Avec un grand sourire, Melli défia Mat du regard. Oui, elle était vraiment jolie. Moins que Tuon, toutefois, avec sa peau splendide et ses grands yeux. Mais bon, elle tenait sa place, en particulier au niveau des lèvres. Un type marié ne pouvait pas les fixer, ces lèvres, mais rien ne lui interdisait de leur sourire. Et tant pis si ça finissait par briser le cœur de leur propriétaire. Coûte que coûte, Mat devait l’empêcher d’ouvrir cette lettre.

— Ça ne change rien, Melli, argua-t-il. Si tu l’ouvres et que je n’exécute pas ses consignes, mon serment ne vaudra plus tripette.

Le jeune flambeur soupira. Quel idiot ! Il y avait un moyen imparable de récupérer la lettre.

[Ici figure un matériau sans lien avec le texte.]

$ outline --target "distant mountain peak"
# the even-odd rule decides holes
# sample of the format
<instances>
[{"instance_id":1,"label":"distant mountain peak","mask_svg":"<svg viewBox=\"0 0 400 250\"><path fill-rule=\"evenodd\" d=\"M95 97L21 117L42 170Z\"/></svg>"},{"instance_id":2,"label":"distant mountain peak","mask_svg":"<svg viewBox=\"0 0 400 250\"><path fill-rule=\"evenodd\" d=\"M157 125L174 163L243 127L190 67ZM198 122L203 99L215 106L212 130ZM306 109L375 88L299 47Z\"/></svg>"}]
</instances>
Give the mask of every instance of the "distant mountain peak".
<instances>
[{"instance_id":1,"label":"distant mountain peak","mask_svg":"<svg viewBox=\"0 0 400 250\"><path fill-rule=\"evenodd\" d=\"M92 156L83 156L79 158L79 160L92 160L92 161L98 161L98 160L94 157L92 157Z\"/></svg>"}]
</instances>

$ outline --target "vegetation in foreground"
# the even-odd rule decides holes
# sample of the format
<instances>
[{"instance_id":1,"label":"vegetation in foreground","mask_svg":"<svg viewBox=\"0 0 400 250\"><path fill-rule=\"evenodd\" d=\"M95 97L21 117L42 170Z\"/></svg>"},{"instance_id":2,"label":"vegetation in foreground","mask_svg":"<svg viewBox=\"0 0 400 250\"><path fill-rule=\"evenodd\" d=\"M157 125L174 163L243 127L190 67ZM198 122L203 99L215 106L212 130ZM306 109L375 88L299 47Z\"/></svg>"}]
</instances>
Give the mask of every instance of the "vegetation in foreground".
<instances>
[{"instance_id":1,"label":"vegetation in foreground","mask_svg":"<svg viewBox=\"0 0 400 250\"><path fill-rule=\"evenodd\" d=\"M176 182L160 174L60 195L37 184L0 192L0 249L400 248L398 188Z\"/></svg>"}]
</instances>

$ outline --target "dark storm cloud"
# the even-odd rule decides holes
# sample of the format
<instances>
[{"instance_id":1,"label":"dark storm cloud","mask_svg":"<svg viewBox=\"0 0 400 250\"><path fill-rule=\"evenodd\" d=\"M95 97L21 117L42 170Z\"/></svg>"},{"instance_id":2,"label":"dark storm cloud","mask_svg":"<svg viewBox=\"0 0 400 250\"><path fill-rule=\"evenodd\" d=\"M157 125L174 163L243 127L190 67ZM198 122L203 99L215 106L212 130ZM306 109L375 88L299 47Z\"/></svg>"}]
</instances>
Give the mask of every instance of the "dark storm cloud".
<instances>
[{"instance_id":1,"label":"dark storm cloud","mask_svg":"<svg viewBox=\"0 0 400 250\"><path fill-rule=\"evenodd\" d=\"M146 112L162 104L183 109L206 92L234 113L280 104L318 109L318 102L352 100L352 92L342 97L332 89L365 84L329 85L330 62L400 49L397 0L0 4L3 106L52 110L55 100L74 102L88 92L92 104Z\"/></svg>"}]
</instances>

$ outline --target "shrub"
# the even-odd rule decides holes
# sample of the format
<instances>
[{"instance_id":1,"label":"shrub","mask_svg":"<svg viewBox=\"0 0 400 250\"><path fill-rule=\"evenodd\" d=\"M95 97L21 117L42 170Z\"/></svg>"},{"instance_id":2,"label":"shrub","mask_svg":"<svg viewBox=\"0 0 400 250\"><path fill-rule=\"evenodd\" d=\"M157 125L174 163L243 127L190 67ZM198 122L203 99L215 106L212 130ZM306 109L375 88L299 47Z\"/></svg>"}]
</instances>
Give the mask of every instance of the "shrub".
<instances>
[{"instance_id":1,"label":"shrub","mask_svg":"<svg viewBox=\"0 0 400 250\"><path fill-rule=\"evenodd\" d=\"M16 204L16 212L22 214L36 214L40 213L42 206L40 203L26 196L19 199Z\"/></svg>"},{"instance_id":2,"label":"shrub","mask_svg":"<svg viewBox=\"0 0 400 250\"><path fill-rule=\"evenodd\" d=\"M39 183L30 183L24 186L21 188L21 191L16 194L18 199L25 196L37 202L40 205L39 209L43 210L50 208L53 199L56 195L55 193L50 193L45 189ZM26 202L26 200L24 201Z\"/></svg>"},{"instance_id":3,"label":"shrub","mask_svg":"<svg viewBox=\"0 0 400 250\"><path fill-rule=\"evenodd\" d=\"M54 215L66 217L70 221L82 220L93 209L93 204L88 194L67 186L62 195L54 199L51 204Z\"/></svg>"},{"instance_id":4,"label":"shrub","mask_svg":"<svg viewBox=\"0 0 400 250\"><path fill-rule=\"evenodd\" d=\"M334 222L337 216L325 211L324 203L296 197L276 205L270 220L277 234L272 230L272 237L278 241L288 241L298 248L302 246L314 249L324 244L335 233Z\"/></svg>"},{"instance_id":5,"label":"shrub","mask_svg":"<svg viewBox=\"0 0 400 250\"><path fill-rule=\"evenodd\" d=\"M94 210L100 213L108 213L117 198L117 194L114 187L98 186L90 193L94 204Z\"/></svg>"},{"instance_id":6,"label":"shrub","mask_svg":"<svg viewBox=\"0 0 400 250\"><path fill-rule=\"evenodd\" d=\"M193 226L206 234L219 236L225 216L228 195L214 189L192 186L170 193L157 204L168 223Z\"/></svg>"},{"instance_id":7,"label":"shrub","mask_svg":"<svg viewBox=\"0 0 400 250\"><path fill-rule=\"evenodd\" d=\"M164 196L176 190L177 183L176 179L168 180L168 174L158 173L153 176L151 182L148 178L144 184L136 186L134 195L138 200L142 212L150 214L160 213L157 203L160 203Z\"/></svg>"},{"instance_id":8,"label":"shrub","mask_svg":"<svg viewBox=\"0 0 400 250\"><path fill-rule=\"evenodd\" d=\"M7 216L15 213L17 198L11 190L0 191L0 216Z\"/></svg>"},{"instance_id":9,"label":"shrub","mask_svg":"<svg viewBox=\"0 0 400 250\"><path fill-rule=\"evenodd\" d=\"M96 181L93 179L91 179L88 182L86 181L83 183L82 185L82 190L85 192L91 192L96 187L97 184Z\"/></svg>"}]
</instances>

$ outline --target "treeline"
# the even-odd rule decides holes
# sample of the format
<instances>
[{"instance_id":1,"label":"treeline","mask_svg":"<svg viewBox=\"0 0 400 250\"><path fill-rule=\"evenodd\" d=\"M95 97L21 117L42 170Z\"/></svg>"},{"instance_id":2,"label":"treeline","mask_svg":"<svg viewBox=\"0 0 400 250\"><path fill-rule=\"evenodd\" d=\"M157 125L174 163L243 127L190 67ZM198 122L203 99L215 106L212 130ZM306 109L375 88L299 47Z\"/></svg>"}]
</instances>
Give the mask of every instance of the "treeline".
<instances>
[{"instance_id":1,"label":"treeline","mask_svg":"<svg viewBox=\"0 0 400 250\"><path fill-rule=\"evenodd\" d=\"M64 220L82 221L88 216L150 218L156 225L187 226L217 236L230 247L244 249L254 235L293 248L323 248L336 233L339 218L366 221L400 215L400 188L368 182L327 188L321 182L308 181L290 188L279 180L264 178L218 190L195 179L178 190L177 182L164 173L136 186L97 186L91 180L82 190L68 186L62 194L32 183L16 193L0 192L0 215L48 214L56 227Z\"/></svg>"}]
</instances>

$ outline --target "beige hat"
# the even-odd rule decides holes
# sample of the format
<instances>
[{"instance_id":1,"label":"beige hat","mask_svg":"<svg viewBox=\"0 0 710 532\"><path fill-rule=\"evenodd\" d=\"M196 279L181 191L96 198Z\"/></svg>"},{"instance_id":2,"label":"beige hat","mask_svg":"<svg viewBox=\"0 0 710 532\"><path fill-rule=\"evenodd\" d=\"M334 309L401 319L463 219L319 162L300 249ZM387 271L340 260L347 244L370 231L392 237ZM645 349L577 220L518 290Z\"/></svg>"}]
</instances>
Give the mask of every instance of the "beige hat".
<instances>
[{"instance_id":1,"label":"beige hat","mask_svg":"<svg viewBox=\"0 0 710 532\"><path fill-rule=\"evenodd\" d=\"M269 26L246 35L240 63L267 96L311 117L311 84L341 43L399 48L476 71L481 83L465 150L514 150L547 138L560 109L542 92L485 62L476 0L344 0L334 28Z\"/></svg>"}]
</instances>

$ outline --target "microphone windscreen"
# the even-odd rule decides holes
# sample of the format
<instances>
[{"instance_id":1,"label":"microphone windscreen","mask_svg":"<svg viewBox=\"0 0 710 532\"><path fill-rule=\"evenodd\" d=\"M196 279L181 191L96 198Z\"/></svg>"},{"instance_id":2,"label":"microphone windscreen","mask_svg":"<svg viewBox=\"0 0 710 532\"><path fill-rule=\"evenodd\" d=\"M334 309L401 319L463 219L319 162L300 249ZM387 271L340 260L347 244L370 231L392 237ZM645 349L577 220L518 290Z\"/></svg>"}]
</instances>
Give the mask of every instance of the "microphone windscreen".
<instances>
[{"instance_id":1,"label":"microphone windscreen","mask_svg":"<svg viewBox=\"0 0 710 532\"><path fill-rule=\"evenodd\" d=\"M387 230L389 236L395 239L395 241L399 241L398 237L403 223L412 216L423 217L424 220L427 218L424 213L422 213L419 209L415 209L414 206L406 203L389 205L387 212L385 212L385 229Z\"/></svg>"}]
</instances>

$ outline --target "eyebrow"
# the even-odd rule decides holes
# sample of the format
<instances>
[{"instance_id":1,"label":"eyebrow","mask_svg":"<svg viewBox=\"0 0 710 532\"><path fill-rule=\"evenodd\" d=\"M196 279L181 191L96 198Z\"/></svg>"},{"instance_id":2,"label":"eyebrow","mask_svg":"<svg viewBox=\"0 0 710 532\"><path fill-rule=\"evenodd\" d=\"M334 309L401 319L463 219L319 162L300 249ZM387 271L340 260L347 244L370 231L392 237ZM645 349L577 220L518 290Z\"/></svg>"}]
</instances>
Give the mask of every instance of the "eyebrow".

— La femme qui me l’a remise était une Aes Sedai, Melli. Tu ne voudrais pas énerver une sœur, pas vrai ?

— Une Aes Sedai ? (Melli parut hautement intéressée.) J’ai toujours rêvé d’aller à Tar Valon, pour savoir si elles m’accepteraient.

Elle baissa les yeux sur la lettre, encore plus curieuse de connaître son contenu.

Lumière ! Cette femme était idiote. Mat l’aurait rangée dans la catégorie des « futées », mais il s’était fourré le doigt dans l’œil.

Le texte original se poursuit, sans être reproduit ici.